Emerg Med Australas. 2004 Feb;16(1):41-6. doi: 10.1111/j.1742-6723.2004.00541.x.


Objective: To evaluate a dual doctor and nurse triage system at a tertiary referral hospital.

Methods: Data were compared between periods of multidisciplinary triage and periods of standard triage. Data comparison was also made between rostered multidisciplinary triage shifts and non-multidisciplinary triage shifts. Staff satisfaction with the process was assessed.

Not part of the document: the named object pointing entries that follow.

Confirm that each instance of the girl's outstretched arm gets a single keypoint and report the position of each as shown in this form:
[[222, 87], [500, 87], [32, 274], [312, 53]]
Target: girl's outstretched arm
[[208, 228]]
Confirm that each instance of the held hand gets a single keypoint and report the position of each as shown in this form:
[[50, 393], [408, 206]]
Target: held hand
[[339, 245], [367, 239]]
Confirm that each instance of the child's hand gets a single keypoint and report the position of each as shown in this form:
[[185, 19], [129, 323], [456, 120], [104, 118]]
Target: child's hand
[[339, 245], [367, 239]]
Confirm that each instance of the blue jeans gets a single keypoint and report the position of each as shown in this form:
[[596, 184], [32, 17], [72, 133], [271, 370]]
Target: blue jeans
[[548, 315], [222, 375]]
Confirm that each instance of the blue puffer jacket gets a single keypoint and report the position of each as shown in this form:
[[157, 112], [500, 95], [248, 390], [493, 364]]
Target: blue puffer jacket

Results: The percentage of patients seen within Australasian Triage Scale performance indicator thresholds increased from 75% to 81% in Category 2 patients (P = 0.12) and 56% to 78% in Category 3 patients (P < 0.0001). There was a reduction of 50% in the number of patients who left prior to being seen by a doctor (P = 0.024). Surveys showed high staff satisfaction with the process.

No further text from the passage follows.